Un tal Alfredo murió, escuchó Salvatore Di Vita en Cinema Paradiso, filme dirigido por Giuseppe Tornatore y que ha ocupado las últimas entregas. Esta es la conclusión.
¿Quién es Alfredo?, le preguntó su novia. Pero él no respondió.
¿Quién era ese hombre que habitaba dentro de él y cuya muerte lo hizo regresar a Giancaldo, su pueblo natal, después de treinta años?
Era su padre, amigo y maestro, el hombre que fue siempre viejo, el proyeccionista del Cinema Paradiso.
Totó se inmiscuía en la cabina de proyección, fascinado por aquella máquina que catapultaba la luz y las sombras y que tejía historias.

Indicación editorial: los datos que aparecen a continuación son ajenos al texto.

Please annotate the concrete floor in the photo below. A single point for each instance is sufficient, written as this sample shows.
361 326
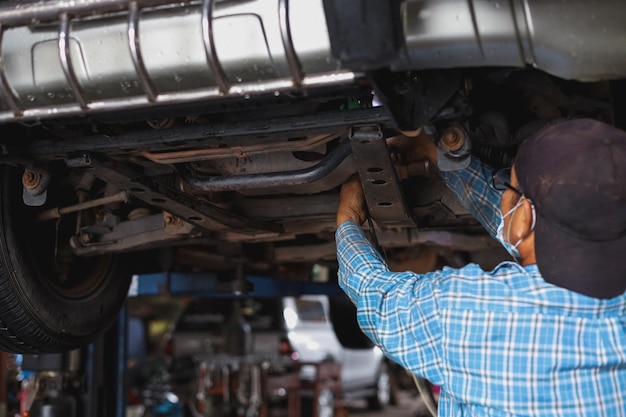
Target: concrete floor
409 405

Y Alfredo, como si el niño fuera una plaga, lo mantenía alejado del lugar.
Pero Totó insistía.
En una de las veces, el niño le pidió a Alfredo que le obsequiara los recortes que le había hecho a las películas.
Se trataba de besos apasionados que el párroco había ordenado censurar de las películas.
Alfredo le dijo, para que el niño lo dejara en paz, que sí se los regalaba, pero que no se los podía llevar.
El tiempo pasó.
Alfredo le habló a Totó con la sabiduría de las películas, citando líneas de memoria y ofreciendo una educación única.
Juntos soñaron despiertos el sueño de otros, hasta que el joven Salvatore conoció el amor.
Y Alfredo nutrió su corazón.
Le contó de aquel soldado que había permanecido bajo la ventana de su dama por más de cien días y cien noches para que ella entendiera la hondura de su amor.
Salvatore imitó la hazaña del soldado hasta que ganó el corazón de Elena.
Pero había algo que preocupaba a Alfredo. Sabía que el amor se consumía en el fuego de su intensidad, dejando solamente cenizas.
Y en secreto intentó convencer a Elena para que dejara a Salvatore libre y pudiera alcanzar un destino distinto a la brevedad del fuego.
Con el corazón roto, Salvatore abandonó su tierra para transformarse en director, tal como Alfredo había deseado.
No obstante, Salvatore pagaría un precio muy alto: la añoranza a lo largo del tiempo por aquel instante fugaz de amor.
Pero ¿fue este el fin de esa relación entre maestro y pupilo? No.
Alfredo cumple la promesa que le hizo a Totó cuando era niño, en uno de los finales más hermosos de la cinematografía, y así le revela, a la manera de los dos, la permanencia del amor.
Vea usted mismo este final (o revisítelo), querido lector, que no quiero aquí revelar el contenido exacto.
¿Habría existido Salvatore Di Vita sin Alfredo? Yo creo que no, con todo y paradojas.
Le dio el amor y el desamor, la protección y el dolor, la realización y la añoranza. Quizá esa sea la labor de un padre.
Bendito sea Alfredo y todos los Alfredos que hay en nuestras vidas. Pues sin ellos, como Salvatore, no existiríamos tal cual.